The war has also exposed obvious fissures among Nato’s members. As last year’s summit in Vilnius showed, member countries differ on the desirability of admitting Ukraine. This current fragile unity seems unlikely to outlast the war. These realities also help explain why most of America’s European partners want to end the war as soon as possible. The Ukraine War has clearly put paid to the post-Soviet era in Europe, but it has not made Europe more secure. It has not enhanced America’s international reputation or consolidated US primacy. The war has instead accelerated the emergence of a post-American multipolar world order. One feature of this is an anti-American axis between Russia and China.

To weaken Russia, the United States has been actively blocking trade between countries that have nothing to do with Ukraine or the war there because they won’t jump on the US bandwagon. This use of political and economic pressure to compel other countries to conform to its anti-Russian and anti-Chinese policies has clearly backfired. It has encouraged even former US client states to search for ways to avoid entanglement in future American conflicts and proxy wars they do not support, like that in Ukraine. Far from isolating Russia or China, America’s coercive diplomacy has helped both Moscow and Beijing to enhance relationships in Africa, Asia, and Latin America that reduce US influence in favour of their own.

In short, US policy has resulted in great suffering in Ukraine and escalating defence budgets here and in Europe, but has failed to weaken or isolate Russia. More of the same will not accomplish either of these oft-stated American objectives. Russia, in the meantime, has been educated in how to combat American weapons systems and has developed effective counters to them. It has been militarily strengthened, not weakened.

If the purpose of war is to establish a better peace, this war is not doing that. Ukraine is being eviscerated on the altar of Russophobia. At this point, no one can confidently predict how much of Ukraine or how many Ukrainians will be left when the fighting stops or when and how to stop it. Kyiv is already struggling to meet its recruitment goals. Combating Russia to the last Ukrainian was always an odious strategy. But when Nato is about to run out of Ukrainians, it is not just cynical; it is no longer a viable option.

This year, it is time to prioritise saving as much as possible of Ukraine, for whom this war has become existential. Ukraine needs diplomatic backing to craft a peace with Russia if its military sacrifices are not to have been in vain. It is being destroyed. It must be rebuilt. The key to preserving what’s left is to empower and back Kyiv to end the war on the best terms it can obtain, to facilitate the return of its refugees, and to use the EU accession process to advance liberal reforms and institute clean government in a neutral Ukraine.

Unfortunately, as things stand, both Moscow and Washington seem determined to persist in Ukraine’s ongoing destruction. But whatever the outcome of the war, Kyiv and Moscow will eventually have to find a basis for coexistence. Washington needs to support Kyiv in challenging Russia to recognise both the wisdom and the necessity of respect for Ukrainian neutrality and territorial integrity.

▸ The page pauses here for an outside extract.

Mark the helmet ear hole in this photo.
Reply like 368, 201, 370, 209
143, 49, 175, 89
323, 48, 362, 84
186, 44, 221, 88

Finally, this war should provoke some sober rethinking in both Washington and Moscow about the consequences of diplomacy-free, militarised foreign policy. Had the United States agreed to talk with Moscow, even if it had continued to reject much of what Moscow demanded, Russia would not have invaded Ukraine as it did. Had the West not intervened to prevent Ukraine from ratifying the treaty others helped it agree with Russia at the outset of the war, Ukraine would now be intact and at peace. This war did not need to take place. And every party to it has lost far more than it has gained.

This is an edited extract of a speech Chas Freeman gave to the East Bay Citizens for Peace.